Going forward, Silicon Cape will be able to hire staff to help support the startup ecosystem in the city and really ramp up its activities in the tech scene. The current structure sees entrepreneurs and members from the tech startup community volunteering their time to help support the ecosystem. There are currently 10 exco members, all of whom are based in Cape Town. The staff hired by Silicon Cape will be employed by FNB and will received corporate benefits.

“The sponsorship from FNB is a vote of confidence in the Cape Town tech ecosystem,” says Tim Harris Silicon Cape head of governance. “We are not particularly territorial about the tech space but the key beneficiary for this funding are the residents of Cape Town.”

Aside from hiring staff and creating an active operational space for startups in the region, there has been very little said as to what FNB’s millions will be used for. However, because Silicon Cape is all about backing startups in the region, investing in startups cannot be ruled out. Perhaps with a better structure that involves paid staff, we will see investments into companies in the region.

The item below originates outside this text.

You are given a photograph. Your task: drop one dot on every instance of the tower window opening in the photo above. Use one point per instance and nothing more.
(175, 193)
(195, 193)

“The tech industry is full of entrepreneurs that grow businesses really fast and we would like to bank those businesses,” says Stephan Claassen, FNB Business provincial head of the Western Cape.

For FNB it is an opportunity to not just to support an ecosystem that creates jobs but also foster sustainable services. As Claassen notes, tech entrepreneurs are early adopters that drive innovation. He says that the ecosystem is a fantastic “job creator, which is great for the economy”. He also hopes that the bank can tap into some of the innovations coming out of the ecosystem.

“What we would like is to learn more about the space and partner more and maybe take some of the learnings from Cape Town, which is a great tech space to Johannesburg,” says Lowe.

Fraser notes that it is not “just about the money” that that the partnership with FNB also means access to resources and the opportunity to truly expand the capabilities of the initiative.

Harris reckons that for FNB this investment signals that it supports startups. It is beneficial to be associated with experimentation and knowing it is okay to fail — some of the key characteristics of entrepreneurship. It is clear that Michael Jordaan has left his mark on the bank termed “most innovative” by Steve Wozinak.

The partnership for FNB is twofold says Lowe, because it gives the Vumela fund access to an area that the bank is actively investing in. She reckons this is an opportunity for FNB to create trust between the fund and the ecosystem.

“We would ideally like to get in on the onset of these businesses,” says Lowe.

Silicon Cape has launched a number of initiatives in the last year in an effort to bridge the funding gap for startups in the region. Startups have been taken to London and Ghana to pitch in front of investors as well as look at possible ways to scale their businesses internationally.